Voilà ma réponse, monsieur.
Sénatrice, êtes-vous consciente que, lors de l’adoption et du rejet d’amendements, les façons de voter ont été très variées? De fait, certains amendements ont été adoptés avec l’aide du sénateur Richards, qui est indépendant, avec l’aide de la sénatrice Griffin, qui fait partie du Groupe des sénateurs indépendants, avec l’aide de la sénatrice Jaffer, qui est une libérale indépendante. Certains de mes propres collègues ont voté contre des amendements que j’ai proposés.
Les sénateurs ont voté indépendamment de leur parti ou affiliation au Sénat. Vous êtes consciente que c’est ce qui est arrivé et qu’on ne pourrait guère parler de choix politiques?
Je ne sais pas si je répondrais oui à votre question, qui tient lieu de conclusion à votre déclaration. Toutefois, vous m’avez demandé si j’étais consciente. Oui, je suis consciente. Comme je vous l’ai dit, j’ai lu attentivement chaque ligne des délibérations du comité lors de l’étude article par article de ce projet de loi. Je n’ai pas le sentiment que votre déclaration a apaisé mes craintes et je suis encore préoccupée.
Madame la sénatrice, votre temps de parole est écoulé, mais un autre sénateur voudrait vous poser une question. Désirez-vous cinq minutes de plus?
Malgré la tentation de m’asseoir confortablement, je vais dire oui.
Malgré ma voix qui s’éteint, sénatrice Forest-Niesing, je vous félicite pour votre présentation, mais je vais prendre votre argument au mot. Si je comprends bien, vous nous dites que vous ne pouvez pas accepter le rapport du comité parce qu’il va carrément à l’encontre d’un engagement électoral pris par M. Trudeau. Est-ce bien le cas?
Est-ce une question?
C’est ma première question. J’ai compris que vous voterez contre ce rapport parce qu’il va à l’encontre d’un engagement qu’a pris un gouvernement dûment élu. J’essaie de comprendre pourquoi cet argument vous sert aujourd’hui, alors que, lorsque j’ai déposé plus tôt un amendement au projet de loi C-58 qui allait dans le même sens qu’un engagement gouvernemental, vous avez voté contre.

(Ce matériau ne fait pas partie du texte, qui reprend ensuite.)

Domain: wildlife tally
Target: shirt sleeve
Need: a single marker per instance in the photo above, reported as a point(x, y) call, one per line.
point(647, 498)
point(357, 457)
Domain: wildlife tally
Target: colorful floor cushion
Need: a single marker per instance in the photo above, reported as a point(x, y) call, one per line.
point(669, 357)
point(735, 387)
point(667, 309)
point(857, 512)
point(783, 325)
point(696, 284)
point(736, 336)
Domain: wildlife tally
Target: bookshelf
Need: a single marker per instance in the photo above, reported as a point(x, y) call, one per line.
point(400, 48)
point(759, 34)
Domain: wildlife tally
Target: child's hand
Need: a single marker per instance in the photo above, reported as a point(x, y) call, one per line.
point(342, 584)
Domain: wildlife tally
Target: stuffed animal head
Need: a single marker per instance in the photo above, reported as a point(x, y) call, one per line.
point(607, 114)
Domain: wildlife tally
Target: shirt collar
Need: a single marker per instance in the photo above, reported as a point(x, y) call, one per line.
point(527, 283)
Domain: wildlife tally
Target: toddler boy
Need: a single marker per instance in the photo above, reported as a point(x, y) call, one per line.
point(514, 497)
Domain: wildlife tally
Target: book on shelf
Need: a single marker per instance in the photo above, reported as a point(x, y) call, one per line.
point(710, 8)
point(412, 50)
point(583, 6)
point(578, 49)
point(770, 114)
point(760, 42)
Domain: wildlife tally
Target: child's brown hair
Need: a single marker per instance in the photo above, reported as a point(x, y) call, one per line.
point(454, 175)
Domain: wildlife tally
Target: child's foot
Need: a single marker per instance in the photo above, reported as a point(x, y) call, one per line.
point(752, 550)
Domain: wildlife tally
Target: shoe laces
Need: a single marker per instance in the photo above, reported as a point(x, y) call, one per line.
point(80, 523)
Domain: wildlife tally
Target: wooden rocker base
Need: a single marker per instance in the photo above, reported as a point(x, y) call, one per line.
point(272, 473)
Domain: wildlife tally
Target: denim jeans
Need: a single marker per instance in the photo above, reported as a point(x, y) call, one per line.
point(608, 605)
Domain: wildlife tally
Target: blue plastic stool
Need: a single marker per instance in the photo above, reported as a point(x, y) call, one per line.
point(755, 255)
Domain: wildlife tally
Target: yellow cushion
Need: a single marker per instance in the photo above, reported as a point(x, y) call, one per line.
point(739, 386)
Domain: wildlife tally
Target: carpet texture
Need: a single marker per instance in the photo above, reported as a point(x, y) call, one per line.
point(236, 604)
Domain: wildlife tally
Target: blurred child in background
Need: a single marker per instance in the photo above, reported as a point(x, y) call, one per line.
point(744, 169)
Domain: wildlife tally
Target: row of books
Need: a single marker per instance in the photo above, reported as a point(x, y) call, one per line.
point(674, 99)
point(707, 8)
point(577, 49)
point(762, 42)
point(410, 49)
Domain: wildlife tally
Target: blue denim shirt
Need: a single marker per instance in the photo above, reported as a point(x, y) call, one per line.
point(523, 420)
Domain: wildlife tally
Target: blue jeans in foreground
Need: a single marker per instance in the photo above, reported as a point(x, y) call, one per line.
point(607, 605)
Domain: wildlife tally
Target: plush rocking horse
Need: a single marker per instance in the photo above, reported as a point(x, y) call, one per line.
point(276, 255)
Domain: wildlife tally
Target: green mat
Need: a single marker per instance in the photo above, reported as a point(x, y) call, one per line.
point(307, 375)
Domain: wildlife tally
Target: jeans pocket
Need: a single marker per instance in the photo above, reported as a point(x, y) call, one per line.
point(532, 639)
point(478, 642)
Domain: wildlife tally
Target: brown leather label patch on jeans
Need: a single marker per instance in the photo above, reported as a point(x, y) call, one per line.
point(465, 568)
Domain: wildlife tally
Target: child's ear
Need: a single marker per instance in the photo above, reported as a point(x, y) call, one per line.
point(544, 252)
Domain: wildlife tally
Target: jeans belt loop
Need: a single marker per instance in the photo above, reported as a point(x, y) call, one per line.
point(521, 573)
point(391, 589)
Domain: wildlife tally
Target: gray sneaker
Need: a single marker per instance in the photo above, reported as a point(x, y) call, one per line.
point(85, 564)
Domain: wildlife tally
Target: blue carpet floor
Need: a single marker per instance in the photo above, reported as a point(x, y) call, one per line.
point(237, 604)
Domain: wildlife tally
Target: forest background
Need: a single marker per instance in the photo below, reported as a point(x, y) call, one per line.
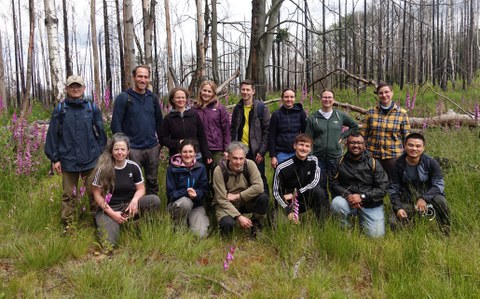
point(427, 49)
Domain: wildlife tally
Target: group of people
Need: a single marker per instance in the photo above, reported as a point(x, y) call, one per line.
point(215, 161)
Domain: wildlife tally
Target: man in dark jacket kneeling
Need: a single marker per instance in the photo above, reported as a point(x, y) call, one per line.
point(418, 186)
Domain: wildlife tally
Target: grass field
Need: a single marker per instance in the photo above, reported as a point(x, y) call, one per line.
point(305, 261)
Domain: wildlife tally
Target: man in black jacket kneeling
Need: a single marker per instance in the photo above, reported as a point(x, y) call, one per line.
point(358, 186)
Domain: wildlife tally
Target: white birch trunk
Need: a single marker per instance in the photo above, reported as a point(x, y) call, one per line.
point(129, 41)
point(96, 66)
point(51, 24)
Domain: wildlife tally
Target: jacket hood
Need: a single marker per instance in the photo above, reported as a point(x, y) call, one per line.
point(176, 161)
point(199, 105)
point(185, 113)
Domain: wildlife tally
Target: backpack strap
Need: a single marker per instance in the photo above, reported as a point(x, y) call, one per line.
point(61, 110)
point(261, 108)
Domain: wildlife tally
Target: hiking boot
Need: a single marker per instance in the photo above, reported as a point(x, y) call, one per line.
point(256, 228)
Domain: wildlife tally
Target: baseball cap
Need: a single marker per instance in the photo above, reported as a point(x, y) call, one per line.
point(75, 79)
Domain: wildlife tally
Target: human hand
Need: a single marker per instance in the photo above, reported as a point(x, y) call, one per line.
point(191, 193)
point(421, 205)
point(288, 197)
point(132, 208)
point(402, 214)
point(58, 167)
point(274, 162)
point(119, 217)
point(244, 222)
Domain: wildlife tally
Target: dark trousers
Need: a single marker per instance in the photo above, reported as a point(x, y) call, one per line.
point(327, 168)
point(261, 168)
point(148, 159)
point(258, 206)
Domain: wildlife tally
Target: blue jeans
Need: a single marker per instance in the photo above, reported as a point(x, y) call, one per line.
point(284, 156)
point(327, 167)
point(372, 220)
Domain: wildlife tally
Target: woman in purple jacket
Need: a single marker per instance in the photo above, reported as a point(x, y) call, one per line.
point(215, 120)
point(183, 123)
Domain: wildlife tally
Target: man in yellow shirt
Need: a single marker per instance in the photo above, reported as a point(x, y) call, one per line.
point(250, 121)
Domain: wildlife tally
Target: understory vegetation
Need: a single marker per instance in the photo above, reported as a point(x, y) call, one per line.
point(304, 261)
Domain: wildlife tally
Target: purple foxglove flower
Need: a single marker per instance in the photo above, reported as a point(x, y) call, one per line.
point(108, 197)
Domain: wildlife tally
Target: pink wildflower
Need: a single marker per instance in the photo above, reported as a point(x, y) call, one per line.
point(476, 111)
point(295, 207)
point(106, 98)
point(407, 100)
point(229, 258)
point(108, 197)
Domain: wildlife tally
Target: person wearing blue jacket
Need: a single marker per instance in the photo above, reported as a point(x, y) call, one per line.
point(137, 114)
point(187, 187)
point(417, 186)
point(75, 140)
point(285, 124)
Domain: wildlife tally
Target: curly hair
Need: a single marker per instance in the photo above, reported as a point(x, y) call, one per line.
point(105, 169)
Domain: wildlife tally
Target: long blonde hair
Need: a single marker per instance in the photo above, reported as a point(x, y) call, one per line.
point(105, 169)
point(199, 103)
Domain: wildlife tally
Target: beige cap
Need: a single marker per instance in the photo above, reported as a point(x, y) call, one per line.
point(75, 79)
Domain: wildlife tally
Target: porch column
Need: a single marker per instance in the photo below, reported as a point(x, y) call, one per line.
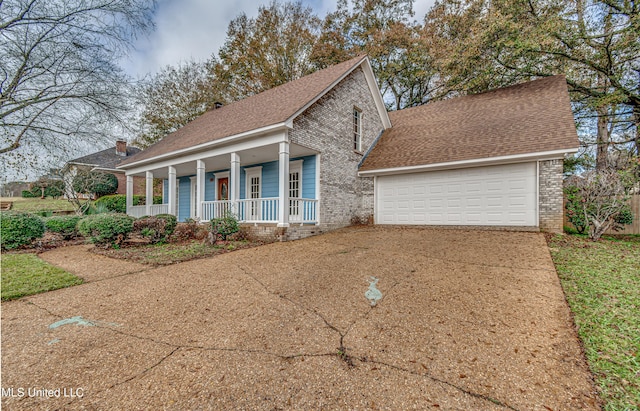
point(283, 189)
point(129, 193)
point(149, 192)
point(172, 191)
point(235, 178)
point(199, 187)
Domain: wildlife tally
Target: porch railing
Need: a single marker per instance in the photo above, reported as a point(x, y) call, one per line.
point(303, 210)
point(137, 211)
point(140, 211)
point(261, 210)
point(254, 210)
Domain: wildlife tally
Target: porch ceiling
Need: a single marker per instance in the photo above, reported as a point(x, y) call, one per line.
point(223, 162)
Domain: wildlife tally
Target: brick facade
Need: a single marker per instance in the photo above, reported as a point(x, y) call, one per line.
point(550, 196)
point(327, 126)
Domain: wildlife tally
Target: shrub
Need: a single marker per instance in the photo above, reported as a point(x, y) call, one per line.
point(18, 229)
point(574, 210)
point(63, 225)
point(106, 229)
point(157, 228)
point(224, 226)
point(190, 230)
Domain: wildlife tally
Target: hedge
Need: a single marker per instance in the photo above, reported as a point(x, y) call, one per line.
point(66, 225)
point(157, 228)
point(18, 229)
point(106, 229)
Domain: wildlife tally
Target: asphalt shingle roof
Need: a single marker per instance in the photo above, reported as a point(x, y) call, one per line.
point(531, 117)
point(270, 107)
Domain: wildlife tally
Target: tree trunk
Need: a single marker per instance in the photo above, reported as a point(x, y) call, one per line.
point(602, 139)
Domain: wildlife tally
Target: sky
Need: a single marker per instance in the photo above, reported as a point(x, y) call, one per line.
point(195, 29)
point(185, 30)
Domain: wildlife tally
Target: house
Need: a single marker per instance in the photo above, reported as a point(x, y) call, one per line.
point(104, 160)
point(321, 152)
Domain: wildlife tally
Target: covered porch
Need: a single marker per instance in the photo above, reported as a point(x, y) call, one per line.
point(266, 180)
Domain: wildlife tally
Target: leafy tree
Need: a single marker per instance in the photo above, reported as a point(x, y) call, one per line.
point(95, 182)
point(602, 197)
point(172, 98)
point(480, 44)
point(85, 184)
point(59, 79)
point(383, 30)
point(267, 51)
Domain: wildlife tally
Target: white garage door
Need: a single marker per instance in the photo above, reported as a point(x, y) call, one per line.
point(502, 195)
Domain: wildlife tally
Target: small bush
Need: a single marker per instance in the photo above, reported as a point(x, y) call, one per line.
point(63, 225)
point(18, 229)
point(106, 229)
point(224, 226)
point(157, 228)
point(190, 230)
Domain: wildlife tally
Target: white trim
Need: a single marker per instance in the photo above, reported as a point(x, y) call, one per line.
point(192, 196)
point(377, 96)
point(218, 176)
point(295, 167)
point(250, 172)
point(373, 88)
point(318, 191)
point(538, 193)
point(252, 213)
point(517, 158)
point(375, 199)
point(358, 143)
point(178, 157)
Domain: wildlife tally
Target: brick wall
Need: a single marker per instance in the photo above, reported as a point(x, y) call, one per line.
point(327, 126)
point(550, 196)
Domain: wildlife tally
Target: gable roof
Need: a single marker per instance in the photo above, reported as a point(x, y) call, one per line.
point(273, 107)
point(107, 159)
point(520, 120)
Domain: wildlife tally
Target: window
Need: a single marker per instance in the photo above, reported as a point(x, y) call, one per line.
point(254, 192)
point(357, 129)
point(295, 190)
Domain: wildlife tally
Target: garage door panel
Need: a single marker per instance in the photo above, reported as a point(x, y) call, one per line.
point(494, 195)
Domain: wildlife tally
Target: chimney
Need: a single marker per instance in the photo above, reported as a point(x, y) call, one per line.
point(121, 148)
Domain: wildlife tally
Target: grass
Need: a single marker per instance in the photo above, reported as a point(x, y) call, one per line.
point(171, 253)
point(27, 274)
point(37, 204)
point(602, 284)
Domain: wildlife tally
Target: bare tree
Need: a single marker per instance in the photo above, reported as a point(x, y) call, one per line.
point(172, 98)
point(603, 195)
point(60, 83)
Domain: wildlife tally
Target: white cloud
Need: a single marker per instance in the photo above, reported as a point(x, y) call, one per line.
point(195, 29)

Désirez-vous une réponse? Je ne suis pas certaine d’avoir bien compris la question, mais si vous me demandez si mon argumentaire est entièrement fondé sur l’objectif de nous ramener à ce qui ressemblait le plus au fondement d’une promesse électorale, la réponse est non. J’ai apporté deux arguments que j’estime tout à fait convaincants, l’un autant que l’autre.